GNYHA recently submitted comments in response to the Centers for Medicare & Medicaid Services’ (CMS) proposed changes to the Medicare Shared Savings Program (MSSP) in the calendar year 2023 Physician Fee Schedule proposed rule. CMS proposed to provide advance investment payments (AIPs) to accountable care organizations (ACOs) that are new to MSSP, have low revenue, and are inexperienced with performance-based risk in Medicare ACO initiatives. The level of AIPs partially depends on the socioeconomic status of the ACO’s assigned beneficiaries. GNYHA urged CMS to make AIPs available to all ACOs regardless of current participation in MSSP and revenue status, arguing that this would enable investment in both new and existing health equity initiatives, promote access to accountable care for underserved populations, and promote continued ACO participation in MSSP.
CMS proposed several changes to the current benchmarking methodology that would reduce the impact of ACOs’ prior performance on historical benchmarks and address the impact of market penetration on regional expenditures. GNYHA supported these proposed changes.

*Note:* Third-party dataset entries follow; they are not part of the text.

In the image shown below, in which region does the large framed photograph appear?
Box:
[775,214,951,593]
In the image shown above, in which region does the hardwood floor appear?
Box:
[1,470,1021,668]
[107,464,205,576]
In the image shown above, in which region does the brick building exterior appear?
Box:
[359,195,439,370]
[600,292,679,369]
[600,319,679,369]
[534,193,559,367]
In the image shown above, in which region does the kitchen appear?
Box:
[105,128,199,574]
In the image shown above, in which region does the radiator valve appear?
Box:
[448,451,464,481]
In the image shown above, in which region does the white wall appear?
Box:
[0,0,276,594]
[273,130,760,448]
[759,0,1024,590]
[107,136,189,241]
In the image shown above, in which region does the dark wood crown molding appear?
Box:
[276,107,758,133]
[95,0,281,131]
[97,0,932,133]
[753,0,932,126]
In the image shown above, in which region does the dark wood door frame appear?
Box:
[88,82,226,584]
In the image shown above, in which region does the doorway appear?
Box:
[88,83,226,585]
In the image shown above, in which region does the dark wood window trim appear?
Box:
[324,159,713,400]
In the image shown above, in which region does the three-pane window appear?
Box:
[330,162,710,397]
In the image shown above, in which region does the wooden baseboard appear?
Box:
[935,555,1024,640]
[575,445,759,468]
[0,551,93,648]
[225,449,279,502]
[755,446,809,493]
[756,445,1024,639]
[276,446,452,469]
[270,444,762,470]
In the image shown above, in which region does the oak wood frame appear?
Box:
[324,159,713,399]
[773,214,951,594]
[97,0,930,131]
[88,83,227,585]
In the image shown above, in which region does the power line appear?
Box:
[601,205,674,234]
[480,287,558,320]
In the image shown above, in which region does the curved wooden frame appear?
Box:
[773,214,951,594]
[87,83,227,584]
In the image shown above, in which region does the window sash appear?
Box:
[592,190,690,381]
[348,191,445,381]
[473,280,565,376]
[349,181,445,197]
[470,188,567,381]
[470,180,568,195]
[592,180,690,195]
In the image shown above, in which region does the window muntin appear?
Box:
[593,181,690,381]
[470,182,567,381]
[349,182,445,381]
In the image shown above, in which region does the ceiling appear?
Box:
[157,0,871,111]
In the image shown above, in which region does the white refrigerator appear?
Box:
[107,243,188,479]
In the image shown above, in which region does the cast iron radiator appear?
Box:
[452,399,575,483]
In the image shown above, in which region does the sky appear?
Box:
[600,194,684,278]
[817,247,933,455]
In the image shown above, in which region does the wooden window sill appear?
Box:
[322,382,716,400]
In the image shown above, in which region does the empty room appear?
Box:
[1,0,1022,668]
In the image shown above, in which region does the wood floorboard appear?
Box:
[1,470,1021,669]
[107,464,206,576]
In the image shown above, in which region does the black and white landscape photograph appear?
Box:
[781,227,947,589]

CMS also proposed to modify the MSSP quality reporting and quality performance requirements, including introducing a health equity adjustment to an ACO’s quality performance category score that would be tied to the submission of all-payer quality data and establishing a sliding scale for performance measurement that would make shared savings available even when an ACO does not meet the minimum performance threshold. GNYHA supported in concept the proposed health equity adjustment, which provides supplemental quality points based on the number of underserved patients in the ACO’s assigned population, but urged CMS to detach the adjustment from the burdensome shift to all-payer quality data submission. GNYHA also supported the introduction of a sliding scale for performance measurement and the availability of shared savings even in cases in which the minimum performance threshold was not met.
Lastly, GNYHA responded to CMS’s request for information on the screening for social drivers of health and screen positive rate for social drivers of health measures. GNYHA supported the screening measure in concept but cautioned CMS to be mindful of the potential to over-screen patients, which could be detrimental to patient care. GNYHA opposed the use of a screen positive rate for social needs because it is generally a reflection of the population served rather than the care provided and could be easily misinterpreted by the public.